- Born: 18 June 1920 Madras, India
- Origin: Madras, India
- Died: 12 September 2004 (aged 84) Kolkata, India
- Genres: Hindustani classical music, Semi classical music,
- Occupation: Vocalist
- Years active: 1935–2004

= Arkut Kannabhiran =

Arkut Kannabhiran (18 June 1920 – 12 September 2004), more popularly known as A. Kanan, was an Indian vocalist in the Hindustani classical tradition and one of the legendary vocalist from Kirana Gharana. He is known for the khayal form of singing to which he lent his individuality.

==Early life==
Arkut Kannabhiran was born in Madras (present-day Chennai), in 1920. As he grew up he was interested in cricket as well as singing.

He began his professional career joining the railways at the age of 18. In his 20s, while in Bombay (present-day Mumbai) for a cricket match, he auditioned for the All India Radio station there. The auditioners were so impressed by his singing voice that they offered him a slot of air time. His job saw him posted at Hyderabad and here he began taking lessons in Hindustani classical music from Pandit Lahanu Babu Rao. Shortly after, he got transferred to Calcutta (now Kolkata) where he studied music with Girija Shankar Chakraborty. Subsequently, when his job required his transfer from Kolkata, he left the job and stayed on in the city. He later came in contact with the musician Amir Khan.

==Career==
Arkut Kannabhiran made his formal debut in the world of Hindustani style of classical vocal music in 1943, when he performed at the All Bengal Music Conference in Kolkata. It was during his stay at Calcutta that he earned a name for himself by his melodious voice and personal style of gayaki that he developed. With greater acclaim he came to be better known as Pandit A.T. Kanan, with people not remembering him by his original name.

Kanan went on to become a regular on the All India Radio and was among the highest graded artists. His khayal renditions in Raga Jog, Rageshri, Bihag and Hansadhwani became popular across the country. The acclaimed Bengali filmmaker Ritwik Ghatak used his fast khayal "Laagi Lagan Pati Sakhi Sang" set in Raga Hansadhwani in his classic film Meghe Dhaka Tara. Today not many of Kanan's recordings survive.

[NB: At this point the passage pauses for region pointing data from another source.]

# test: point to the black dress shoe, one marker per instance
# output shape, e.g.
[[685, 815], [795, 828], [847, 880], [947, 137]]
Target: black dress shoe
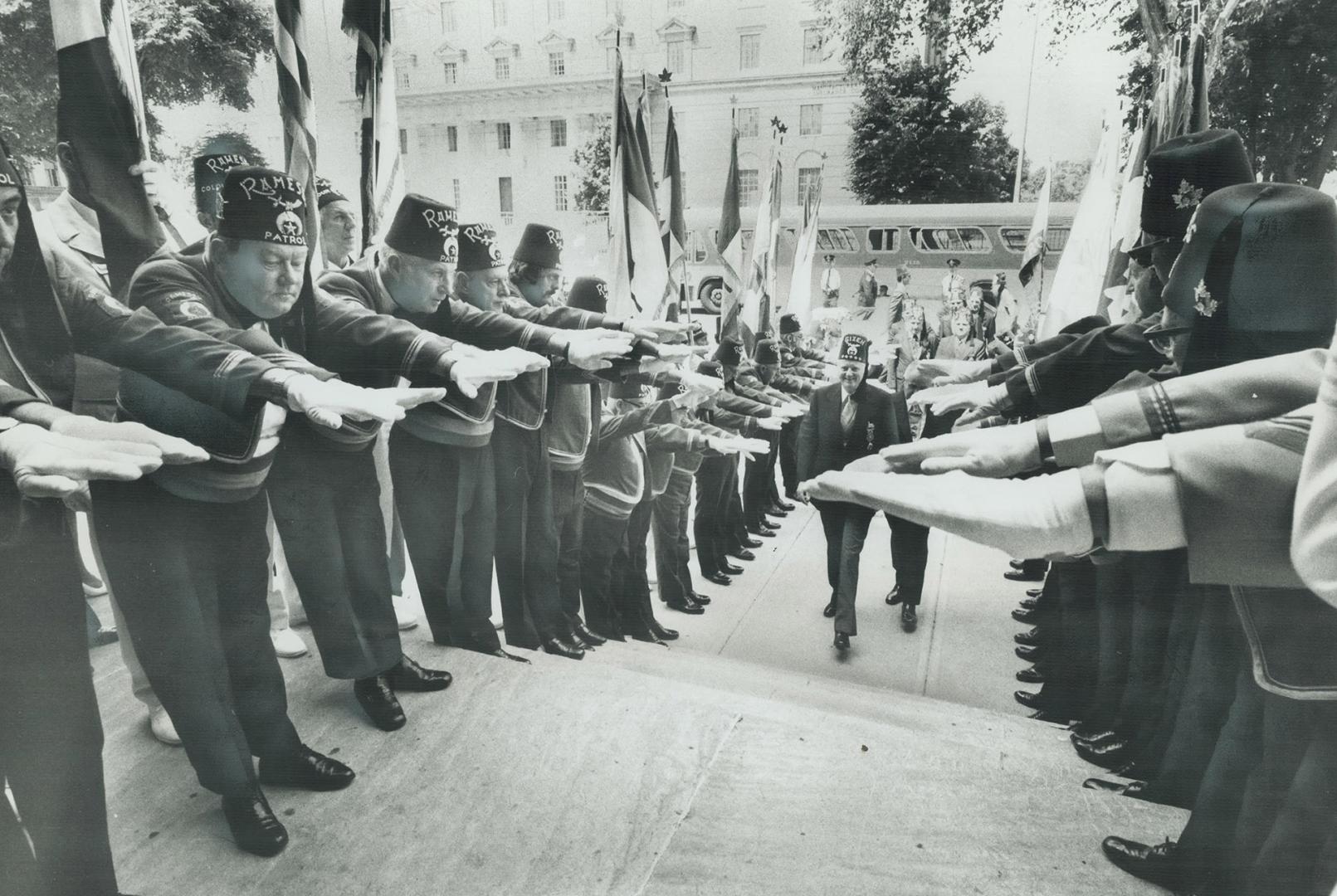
[[1026, 616], [559, 647], [586, 635], [1028, 699], [1030, 637], [1110, 754], [408, 675], [378, 703], [687, 606], [305, 769], [1157, 864], [254, 825]]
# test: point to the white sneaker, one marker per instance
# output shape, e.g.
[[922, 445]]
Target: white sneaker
[[161, 723], [404, 611], [288, 644]]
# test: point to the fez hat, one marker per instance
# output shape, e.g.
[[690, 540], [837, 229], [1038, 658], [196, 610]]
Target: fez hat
[[588, 295], [1258, 257], [768, 352], [209, 172], [853, 348], [479, 248], [1181, 173], [426, 229], [325, 192], [262, 205], [730, 352], [540, 245]]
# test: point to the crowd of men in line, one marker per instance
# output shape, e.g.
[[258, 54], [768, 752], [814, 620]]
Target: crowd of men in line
[[1178, 472]]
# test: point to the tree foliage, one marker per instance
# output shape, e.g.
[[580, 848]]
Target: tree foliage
[[910, 142], [593, 161], [190, 51]]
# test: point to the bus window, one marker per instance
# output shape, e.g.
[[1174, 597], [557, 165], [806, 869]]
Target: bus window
[[964, 240], [837, 240], [1055, 238], [884, 240]]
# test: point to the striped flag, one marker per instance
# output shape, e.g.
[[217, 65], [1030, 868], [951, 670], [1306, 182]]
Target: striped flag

In the 1950s, along with other musicians, Kanan founded the Calcutta Music Circle. Several young students had the opportunity of learning Hindustani classical music from him and went on to make names for themselves in later lives.

He was a Guru at ITC Sangeet Research Academy.

==Personal life==
He was married to Malabika Kanan, another acclaimed Hindustani vocalist of the time.

==Death==
Arkut Kannabhiran died in 2004, aged 84, at Kolkata.